Por todo ello, ahora no me resisto a recordarle al amigo las palabras admonitorias de Thomas Jefferson dirigidas a su amigo George Wythe en una carta con fecha del 13 de agosto de 1786: «Creo que la ley más importante con diferencia de todo nuestro código es la de la difusión del conocimiento entre el pueblo. No se puede idear otro fundamento seguro para conservar la libertad y la felicidad. […] Aboga, mi estimado compañero, por una cruzada contra la ignorancia; establece y mejora la ley de educar a la gente común.

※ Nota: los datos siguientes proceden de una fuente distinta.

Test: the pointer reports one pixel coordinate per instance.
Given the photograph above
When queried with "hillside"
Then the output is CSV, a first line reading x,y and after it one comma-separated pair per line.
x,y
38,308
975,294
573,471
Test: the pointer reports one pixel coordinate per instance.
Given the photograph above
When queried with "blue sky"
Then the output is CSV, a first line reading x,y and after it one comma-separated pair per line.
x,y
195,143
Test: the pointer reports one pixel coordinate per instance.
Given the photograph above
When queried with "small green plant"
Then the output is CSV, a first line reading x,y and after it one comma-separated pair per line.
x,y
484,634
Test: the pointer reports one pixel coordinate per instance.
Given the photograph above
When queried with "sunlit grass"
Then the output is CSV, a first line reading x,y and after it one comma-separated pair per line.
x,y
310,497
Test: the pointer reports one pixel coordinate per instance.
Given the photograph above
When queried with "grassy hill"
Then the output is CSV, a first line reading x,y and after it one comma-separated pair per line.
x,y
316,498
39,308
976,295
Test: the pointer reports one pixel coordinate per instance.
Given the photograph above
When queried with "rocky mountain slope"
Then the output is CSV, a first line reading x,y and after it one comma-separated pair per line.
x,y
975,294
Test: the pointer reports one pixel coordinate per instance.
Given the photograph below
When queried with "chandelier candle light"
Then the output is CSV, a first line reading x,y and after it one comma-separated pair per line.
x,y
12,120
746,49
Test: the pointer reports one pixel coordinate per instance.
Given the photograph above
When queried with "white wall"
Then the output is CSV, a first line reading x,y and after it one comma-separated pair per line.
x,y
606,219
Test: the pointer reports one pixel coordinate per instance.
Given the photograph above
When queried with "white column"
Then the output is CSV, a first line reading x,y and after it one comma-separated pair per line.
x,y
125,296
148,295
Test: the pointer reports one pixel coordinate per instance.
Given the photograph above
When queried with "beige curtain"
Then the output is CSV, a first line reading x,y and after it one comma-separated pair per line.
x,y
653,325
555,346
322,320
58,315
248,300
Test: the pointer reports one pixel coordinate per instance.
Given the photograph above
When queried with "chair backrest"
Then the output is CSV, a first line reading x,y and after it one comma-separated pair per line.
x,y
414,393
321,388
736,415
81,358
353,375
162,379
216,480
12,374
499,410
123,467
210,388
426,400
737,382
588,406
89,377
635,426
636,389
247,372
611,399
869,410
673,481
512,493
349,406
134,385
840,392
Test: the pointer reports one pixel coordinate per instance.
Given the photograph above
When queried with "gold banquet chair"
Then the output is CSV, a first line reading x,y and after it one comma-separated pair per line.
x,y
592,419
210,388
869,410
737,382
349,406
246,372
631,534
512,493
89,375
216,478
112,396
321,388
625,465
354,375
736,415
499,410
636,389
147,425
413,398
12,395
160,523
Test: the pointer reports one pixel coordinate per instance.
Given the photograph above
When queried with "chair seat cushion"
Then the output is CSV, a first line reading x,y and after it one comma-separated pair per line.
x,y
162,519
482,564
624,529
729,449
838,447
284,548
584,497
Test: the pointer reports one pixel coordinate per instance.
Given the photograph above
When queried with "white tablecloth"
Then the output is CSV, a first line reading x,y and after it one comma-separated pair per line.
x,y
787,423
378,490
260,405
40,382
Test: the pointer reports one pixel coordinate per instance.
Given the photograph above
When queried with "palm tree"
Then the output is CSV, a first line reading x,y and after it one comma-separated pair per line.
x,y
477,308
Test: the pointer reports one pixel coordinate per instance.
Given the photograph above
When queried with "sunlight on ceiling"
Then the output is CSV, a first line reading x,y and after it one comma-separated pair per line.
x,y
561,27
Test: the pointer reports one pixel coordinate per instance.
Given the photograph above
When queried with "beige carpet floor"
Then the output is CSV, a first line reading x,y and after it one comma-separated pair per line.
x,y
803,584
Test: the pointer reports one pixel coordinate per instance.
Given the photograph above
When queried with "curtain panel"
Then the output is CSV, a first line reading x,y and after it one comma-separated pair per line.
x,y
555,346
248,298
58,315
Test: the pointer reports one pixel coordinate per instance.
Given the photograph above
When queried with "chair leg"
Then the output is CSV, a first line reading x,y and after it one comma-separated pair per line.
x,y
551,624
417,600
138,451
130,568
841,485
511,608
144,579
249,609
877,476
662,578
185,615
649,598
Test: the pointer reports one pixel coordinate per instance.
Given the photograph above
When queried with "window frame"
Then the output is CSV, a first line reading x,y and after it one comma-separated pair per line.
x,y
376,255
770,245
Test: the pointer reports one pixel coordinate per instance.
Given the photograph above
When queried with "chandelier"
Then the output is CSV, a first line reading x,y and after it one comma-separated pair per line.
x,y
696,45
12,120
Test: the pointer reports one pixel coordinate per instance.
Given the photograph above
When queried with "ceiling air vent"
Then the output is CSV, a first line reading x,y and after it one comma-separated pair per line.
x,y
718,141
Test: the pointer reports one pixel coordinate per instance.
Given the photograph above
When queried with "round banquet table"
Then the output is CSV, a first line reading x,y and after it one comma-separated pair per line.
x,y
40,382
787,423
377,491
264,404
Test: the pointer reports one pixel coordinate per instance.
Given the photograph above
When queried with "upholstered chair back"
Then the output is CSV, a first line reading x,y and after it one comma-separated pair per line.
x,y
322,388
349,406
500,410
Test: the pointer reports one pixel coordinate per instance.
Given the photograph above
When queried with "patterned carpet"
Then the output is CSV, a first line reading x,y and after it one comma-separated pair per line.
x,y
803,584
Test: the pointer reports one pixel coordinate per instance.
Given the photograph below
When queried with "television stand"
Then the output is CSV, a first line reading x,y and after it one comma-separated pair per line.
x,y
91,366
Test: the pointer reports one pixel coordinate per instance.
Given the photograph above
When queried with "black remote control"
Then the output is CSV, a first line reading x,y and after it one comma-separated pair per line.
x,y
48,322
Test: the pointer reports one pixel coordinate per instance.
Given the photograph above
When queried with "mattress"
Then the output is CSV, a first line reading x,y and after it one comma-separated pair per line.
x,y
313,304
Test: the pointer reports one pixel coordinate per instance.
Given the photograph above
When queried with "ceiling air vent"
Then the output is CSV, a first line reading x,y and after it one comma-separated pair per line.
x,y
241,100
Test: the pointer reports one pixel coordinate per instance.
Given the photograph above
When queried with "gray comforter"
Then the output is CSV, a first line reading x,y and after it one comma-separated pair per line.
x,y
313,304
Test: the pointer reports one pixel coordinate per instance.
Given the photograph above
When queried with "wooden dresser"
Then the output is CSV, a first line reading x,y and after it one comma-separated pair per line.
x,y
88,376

Informa a nuestros compatriotas […] de que el impuesto que se pague con el propósito [de educar] no es más que la milésima parte de lo que se tendrá que pagar a los reyes, sacerdotes y nobles que ascenderán al poder si dejamos al pueblo en ignorancia». Jefferson, racista empedernido, también previno en sus discursos contra la lacra de las oligarquías financieras.

Por eso, al amigo con el que sigo conversando, le hablo de una inscripción que se halla en una de las múltiples chimeneas que decoran mi ciudad, hoy símbolos de un pasado tan próspero como gris: «Las cualidades de un buen banquero son el seny, la prudencia, la ética y el rigor». Son palabras de Joan Oliu i Pich, quien fuera Director General del Banc de Sabadell entre 1976-1990. No por sus palabras, y sí por sus actos (habría que analizarlos con lupa, desde luego), al banquero se le concedió la Medalla de la ciudad al mérito económico y social. Los dos amigos reirían porque no queda otra, pero también dirían que hoy ya nadie podría creer en esas palabras. Siguen ahí, sin embargo, en una construcción cilíndrica de 28 metros que mira al cielo. El fotógrafo Robert Adams se preguntaba ¿en qué podemos creer y dónde? Podemos creer que la muerte no tendrá señorío, para acabar con otro poeta; y el dónde: aquí mismo. Luego te llamo, amigo. Y ya puestos, saluda a Mingus de mi parte.